トルコは世界三大料理のグルメや壮大な歴史遺産、カッパドキアの奇岩風景など見どころが豊富な人気の旅行先です。一方で、近年のインフレによる物価変動が激しく、旅行費用の目安がつかみにくいと感じる方も多いのではないでしょうか。 この記事では、2026年最新の情報をもとに、トルコ旅行にかかる費用の内訳を項目別にわかりやすく解説します。5泊7日・3泊5日の日数別シミュレーションや、イスタンブール・カッパドキアの都市別物価比較もまとめました。 旅費を少しでも安く抑えたい方に向けて、航空券やホテルの節約テクニックも紹介しています。予算の全体像をつかんで、無理のない旅行プランを立てていきましょう。
目次

トルコ旅行の総額費用は、日数や旅行スタイルによって大きく変わります。ここでは3泊5日と5泊7日のモデルプランをもとに、予算の目安を一覧にまとめました。
3泊5日はイスタンブールを中心に観光するコンパクトなプランです。直行便を利用し、市内の主要スポットを効率よくまわる想定で試算しています。

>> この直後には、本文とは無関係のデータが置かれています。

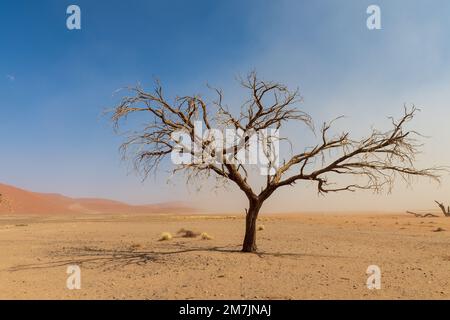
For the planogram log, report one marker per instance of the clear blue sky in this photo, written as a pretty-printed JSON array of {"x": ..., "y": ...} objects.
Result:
[{"x": 55, "y": 83}]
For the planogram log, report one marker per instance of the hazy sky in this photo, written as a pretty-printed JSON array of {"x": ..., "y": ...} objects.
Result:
[{"x": 55, "y": 83}]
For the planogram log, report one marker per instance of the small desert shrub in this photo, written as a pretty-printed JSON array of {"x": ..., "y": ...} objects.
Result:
[
  {"x": 165, "y": 236},
  {"x": 187, "y": 233},
  {"x": 205, "y": 236},
  {"x": 135, "y": 246}
]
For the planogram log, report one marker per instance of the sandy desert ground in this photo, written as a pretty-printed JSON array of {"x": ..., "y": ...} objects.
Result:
[{"x": 301, "y": 256}]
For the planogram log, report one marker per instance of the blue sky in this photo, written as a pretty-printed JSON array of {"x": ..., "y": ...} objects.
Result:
[{"x": 55, "y": 83}]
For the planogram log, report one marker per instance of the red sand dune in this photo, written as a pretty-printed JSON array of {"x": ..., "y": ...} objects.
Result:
[{"x": 18, "y": 201}]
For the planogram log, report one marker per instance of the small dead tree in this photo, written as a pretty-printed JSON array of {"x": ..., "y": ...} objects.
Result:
[
  {"x": 442, "y": 207},
  {"x": 376, "y": 159}
]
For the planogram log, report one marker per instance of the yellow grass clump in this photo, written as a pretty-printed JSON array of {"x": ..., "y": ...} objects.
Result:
[
  {"x": 205, "y": 236},
  {"x": 165, "y": 236}
]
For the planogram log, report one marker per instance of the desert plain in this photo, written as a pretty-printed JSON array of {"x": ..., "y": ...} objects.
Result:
[{"x": 301, "y": 256}]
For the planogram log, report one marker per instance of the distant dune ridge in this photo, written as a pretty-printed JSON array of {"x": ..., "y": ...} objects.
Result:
[{"x": 18, "y": 201}]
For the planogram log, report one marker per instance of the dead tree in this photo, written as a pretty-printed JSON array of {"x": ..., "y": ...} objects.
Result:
[
  {"x": 376, "y": 159},
  {"x": 442, "y": 207}
]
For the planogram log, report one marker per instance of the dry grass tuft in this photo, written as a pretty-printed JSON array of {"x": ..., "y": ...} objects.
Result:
[
  {"x": 187, "y": 233},
  {"x": 206, "y": 236},
  {"x": 165, "y": 236}
]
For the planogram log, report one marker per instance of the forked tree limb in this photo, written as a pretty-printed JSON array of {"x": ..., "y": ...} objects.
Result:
[{"x": 442, "y": 207}]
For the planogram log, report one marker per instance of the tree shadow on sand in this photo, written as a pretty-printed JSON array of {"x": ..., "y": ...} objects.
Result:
[{"x": 91, "y": 257}]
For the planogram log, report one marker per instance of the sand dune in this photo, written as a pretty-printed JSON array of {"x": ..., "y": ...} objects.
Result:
[
  {"x": 18, "y": 201},
  {"x": 300, "y": 257}
]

項目 | 節約プラン | 標準プラン | ゆとりプラン |
|---|---|---|---|
航空券(往復) | 10万円 | 15万円 | 20万円 |
宿泊費(3泊) | 1.5万円 | 3万円 | 6万円 |
食費(5日間) | 1万円 | 1.5万円 | 3万円 |
交通費 | 0.3万円 | 0.5万円 | 1万円 |
観光・入場料 | 0.5万円 | 1万円 | 1.5万円 |
通信費 | 0.3万円 | 0.5万円 | 0.5万円 |
その他(お土産等) | 0.5万円 | 1万円 | 2万円 |
合計 | 約14万円 | 約22.5万円 | 約34万円 |
経由便を選んで航空券を10万円前後に抑えれば、15万円以下での旅行も可能です。一方、直行便で快適に移動し、4つ星ホテルに泊まる標準プランでは22万〜25万円程度が目安になります。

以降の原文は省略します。